So you still need to govern data, right? And if you fine-tune your model, then, again, you need to govern the data. because while there's a lot of legislation, hopefully we'll have time at least to pass through some of them, but if the company being asked to show what actually you use to train this data because maybe someone claiming that you actually leak their personal data, you need to have data governance, okay, so you still need to know what actually the model used for and the issue is all of this as service models.

They cannot actually guarantee you that they never used any data that maybe relates to your customer information or something like that, because they just scrubbed data from the Internet. So they could also use some LinkedIn information, all of that. And so, yeah, maintain the flexibility.

As I just showed you, there are already like three or four models that are available. There are going to be thousands of them. So what in reality you need to understand is that you need to have an infrastructure that you can just plug and play with those models.

You don't need to rebuild everything all the time when you have a new use case. So a few years ago, well actually it's been already more than eight, but Google came up with the statistics where they measured how many time it requires a data scientist to spend for different tasks. And so the statistics showed that ML engineers or data scientists in Google spend less than 10% of their time doing actually ML code. So everything around that's called infrastructure takes 90% of people's time.

So this is where we need to understand that models which is OpenAI. It's just a model, okay?
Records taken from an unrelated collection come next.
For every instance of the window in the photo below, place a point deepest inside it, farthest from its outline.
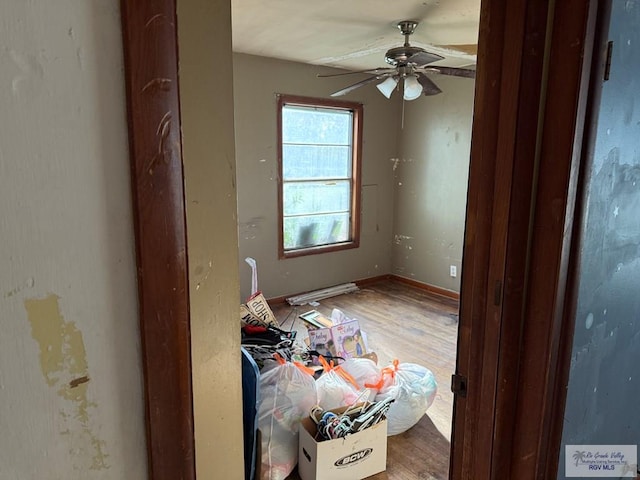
(319, 144)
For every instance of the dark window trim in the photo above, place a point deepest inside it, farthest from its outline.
(358, 114)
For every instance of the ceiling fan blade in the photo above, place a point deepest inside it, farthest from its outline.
(428, 87)
(375, 71)
(456, 72)
(366, 81)
(421, 59)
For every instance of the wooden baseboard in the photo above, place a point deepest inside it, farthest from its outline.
(363, 282)
(443, 292)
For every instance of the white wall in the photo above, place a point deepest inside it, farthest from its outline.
(256, 82)
(431, 184)
(71, 401)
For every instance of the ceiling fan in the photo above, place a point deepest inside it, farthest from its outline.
(409, 67)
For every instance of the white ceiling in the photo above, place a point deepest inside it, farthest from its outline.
(354, 34)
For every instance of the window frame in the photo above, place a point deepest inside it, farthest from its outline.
(356, 161)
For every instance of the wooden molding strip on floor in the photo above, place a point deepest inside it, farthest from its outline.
(371, 280)
(443, 292)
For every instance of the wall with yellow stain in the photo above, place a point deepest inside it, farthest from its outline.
(71, 398)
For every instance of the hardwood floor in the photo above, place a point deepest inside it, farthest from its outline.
(413, 326)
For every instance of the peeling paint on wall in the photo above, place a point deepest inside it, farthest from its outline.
(63, 362)
(28, 283)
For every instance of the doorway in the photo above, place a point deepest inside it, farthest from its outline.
(485, 294)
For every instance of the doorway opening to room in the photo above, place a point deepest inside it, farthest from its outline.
(511, 134)
(399, 173)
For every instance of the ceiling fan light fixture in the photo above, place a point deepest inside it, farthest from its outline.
(388, 86)
(412, 88)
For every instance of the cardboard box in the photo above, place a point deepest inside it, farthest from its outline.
(355, 456)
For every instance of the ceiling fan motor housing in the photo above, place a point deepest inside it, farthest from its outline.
(399, 56)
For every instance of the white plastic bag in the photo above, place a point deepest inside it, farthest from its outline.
(336, 388)
(288, 393)
(364, 371)
(413, 387)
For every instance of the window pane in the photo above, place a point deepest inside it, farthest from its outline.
(316, 230)
(309, 125)
(301, 198)
(315, 161)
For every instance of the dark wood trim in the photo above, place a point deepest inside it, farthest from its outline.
(525, 143)
(564, 322)
(442, 292)
(356, 187)
(153, 104)
(493, 136)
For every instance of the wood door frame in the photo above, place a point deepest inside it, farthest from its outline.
(514, 140)
(525, 159)
(153, 108)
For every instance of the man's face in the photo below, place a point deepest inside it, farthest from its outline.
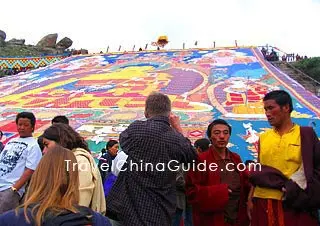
(114, 149)
(48, 144)
(275, 113)
(24, 127)
(220, 136)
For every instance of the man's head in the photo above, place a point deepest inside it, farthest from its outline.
(60, 119)
(202, 145)
(157, 104)
(25, 122)
(278, 107)
(219, 132)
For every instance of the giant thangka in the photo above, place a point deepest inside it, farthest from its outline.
(102, 94)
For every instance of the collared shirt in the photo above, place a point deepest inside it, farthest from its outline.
(142, 195)
(229, 175)
(280, 152)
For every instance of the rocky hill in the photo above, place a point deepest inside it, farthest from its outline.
(46, 46)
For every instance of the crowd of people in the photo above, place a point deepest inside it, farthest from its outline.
(154, 175)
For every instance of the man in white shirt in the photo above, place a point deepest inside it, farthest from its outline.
(18, 160)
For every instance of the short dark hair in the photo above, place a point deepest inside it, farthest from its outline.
(217, 122)
(66, 136)
(281, 97)
(158, 104)
(28, 115)
(202, 143)
(60, 119)
(40, 142)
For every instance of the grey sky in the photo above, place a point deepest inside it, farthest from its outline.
(291, 25)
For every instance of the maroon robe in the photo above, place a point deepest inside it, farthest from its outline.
(209, 197)
(300, 206)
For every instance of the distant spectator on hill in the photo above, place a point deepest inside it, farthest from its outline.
(60, 119)
(284, 58)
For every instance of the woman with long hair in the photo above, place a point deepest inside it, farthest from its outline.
(91, 189)
(53, 195)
You can use whatever model you want.

But you still need to build all the infrastructure around it. There is a lot of things that has to be taken care of. Your data platform that creates... your data governance in the lineage and then you also want to have this data platform that can actually work not only for LLM but for other use cases right you still have other use cases you have your BI you have your ML DL whatever there's still a lot of use cases you need to have a platform that fits them all Then you need to prepare your data. What you need to understand that for LLMs, it's not just the text, right?

The text has to be prepared into those embeddings. How do you store a vector of 760 size, right? How do you store those multi-embeddings? So normally we store them in vector databases.

What is vector database? Where do I get a vector database? Is it just the same vector database as others? So, right, all of these products are evolving. So we need to understand that.

It's not just a general data platform anymore. Then even if you don't fine-tune, you still actually need to evaluate model. You need to monitor it.

You also need to monitor costs. So you need to be able to kind of fix the amount of requests that people have in. And then you also need to actually connect your model to your data because, again, there's a lot of policies.

And so you need to be sure that those policies can be respected. And if someone asks... Have you actually used my personal data to train models? You need to know that that's actually not the truth. So you've already probably seen that slide, so I will not stop a lot.

But for example, what Databricks is actually coming up this year, it's things that or augment the capability of the platform to integrate LLMs or be coming actually with new products. So for example, a vector index. Managed vector database that can actually help you to enhance your data in real time and also store and share your embeddings Okay, because it's very important your model will actually be powered by those so marketplace where we're going to actually share best kind of Models for you so that you don't have to go look yourself or download them They're all going to be under the platform and AI get away.

It's actually the tool that's going to help you to restrict those requests So as I said again, the vision is that you can actually use any model, okay? Whatever the model infrastructure is going to be the same. I will just go through those slides just because we have a limited amount of time. But what I wanted to show you again is that the models are just one single part, okay? So everything around is still stairs.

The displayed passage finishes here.